Sie konnte ihren Eltern alles Mögliche vorwerfen, nur dieses eine nicht: Sie hatte durch sie viele Jahre Liebe, Fürsorge und Geborgenheit empfangen – bedingungslos.
Claire wurde heißt. Eine ungeheure Hitze erfasste sie von den Zehenspitzen bis zum Scheitel ihrer kurzgeschnittenen Haares.
Tränen liefen und liefen. Zwischendurch vergaß sie zu atmen, musste innehalten, versuchen wieder zu Atem zu kommen, bevor der nächste Schwall an Tränen aus ihr hervorbrach.
Zeitweise hatte sie das Gefühl sie löse sich auf. Es war, als fege ein ungeheures Unwetter über sie hinweg, während gleichzeitig die Sonne erstrahlt und die wunderbaren Farben eines Regenbogens sichtbar werden lässt.
Vielleicht war es auch etwas, was hinweggeschwemmt wurde. Endlich aus ihr hervorbrechen konnte.
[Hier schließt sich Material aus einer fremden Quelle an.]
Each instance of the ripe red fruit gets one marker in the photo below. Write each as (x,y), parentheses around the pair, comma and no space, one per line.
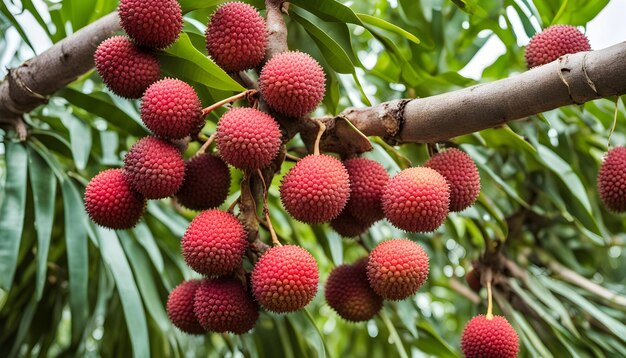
(170,108)
(397,268)
(316,189)
(612,180)
(111,202)
(292,83)
(154,167)
(214,243)
(225,305)
(236,37)
(206,184)
(124,68)
(180,307)
(489,338)
(554,42)
(151,23)
(368,179)
(248,138)
(348,226)
(462,175)
(285,279)
(348,292)
(417,200)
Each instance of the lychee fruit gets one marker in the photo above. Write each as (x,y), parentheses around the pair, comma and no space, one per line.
(285,279)
(368,179)
(417,200)
(248,138)
(206,184)
(111,202)
(151,23)
(554,42)
(180,307)
(612,180)
(316,189)
(348,292)
(214,243)
(236,37)
(462,175)
(225,305)
(292,83)
(347,225)
(494,337)
(154,167)
(397,268)
(124,68)
(170,108)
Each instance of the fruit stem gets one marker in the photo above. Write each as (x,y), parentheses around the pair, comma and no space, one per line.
(206,144)
(316,148)
(248,94)
(266,211)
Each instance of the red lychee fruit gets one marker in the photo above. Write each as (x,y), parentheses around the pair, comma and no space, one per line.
(236,37)
(214,243)
(612,180)
(285,279)
(316,189)
(111,202)
(348,226)
(151,23)
(248,138)
(348,292)
(484,337)
(180,307)
(206,185)
(417,200)
(124,68)
(462,175)
(170,108)
(554,42)
(368,179)
(225,305)
(292,83)
(397,268)
(154,167)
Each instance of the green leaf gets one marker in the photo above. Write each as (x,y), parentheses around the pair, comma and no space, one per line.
(12,211)
(43,185)
(75,222)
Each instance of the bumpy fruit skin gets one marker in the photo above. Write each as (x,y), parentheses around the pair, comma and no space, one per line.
(462,175)
(248,138)
(170,108)
(368,179)
(151,23)
(206,184)
(397,268)
(612,180)
(554,42)
(154,167)
(316,189)
(225,305)
(489,338)
(417,200)
(214,243)
(236,37)
(180,307)
(348,292)
(347,225)
(285,279)
(124,68)
(111,202)
(292,83)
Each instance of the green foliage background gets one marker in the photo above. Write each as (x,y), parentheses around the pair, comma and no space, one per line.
(68,287)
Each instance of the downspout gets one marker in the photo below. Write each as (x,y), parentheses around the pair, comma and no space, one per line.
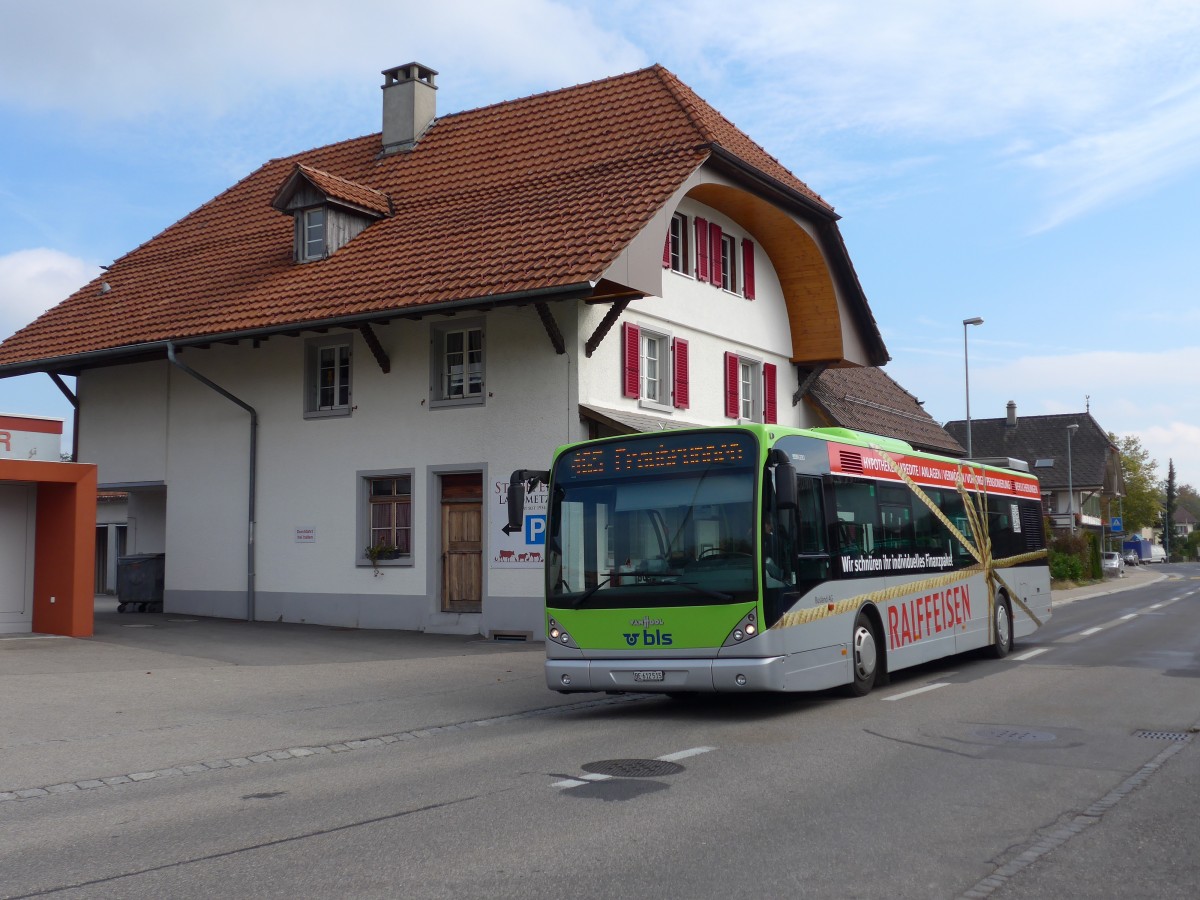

Seltsamerweise, war es nicht nur die Tragik ihres bisherigen Lebens, die sie weinen ließ. Die Tränen waren Traurigkeit und Erleichterung in einem. Es waren keine Freudentränen. Sie hatten dennoch etwas Befreiendes.
Mit einem Mal war sie jenem Urvertrauen in das Leben ganz nah. Sie fühlte sich getragen. Gott ist es, der mich trägt, dachte sie.
Und da dachte Claire an jenen Satz, den sie in einem Rollenspiel zur Arche Noah damals hatte sprechen müssen: „Solange die Erde steht, soll nicht aufhören Saat und Ernte, Frost und Hitze, Sommer und Winter, Tag und Nacht.“
Claire schlief erschöpft ein.
Als sie wieder erwachte, sie konnte nicht sagen, wie spät es mittlerweile geworden war. Es bereits dunkel. Claire fühlte sie sich leicht und unbeschwert. Sie musste an eine Feder denken, die der Wind dahin trägt.
Während sie diesem berauschendem Gefühl noch nachging, erschien im Lichtschein der Straßenlaterne, der durch das Fenster trat und auf die vom Bett gegenüberliegenden Wand fiel, wie von Geisterhand geschrieben der Schriftzug: Wachet und betet, dass ihr nicht in Anfechtung fallt! Der Geist ist willig; aber das Fleisch ist schwach.
Mein Konfirmationsspruch, dachte sie.
Ist dies das Menetekel meines Lebens, fragte sie sich.
Im ersten Moment erschrak sie, denn die biblische Geschichte von König Belsazar stand ihr noch deutlich vor Augen.
Wie nur, wenn dies wirklich ein Zeichen ist?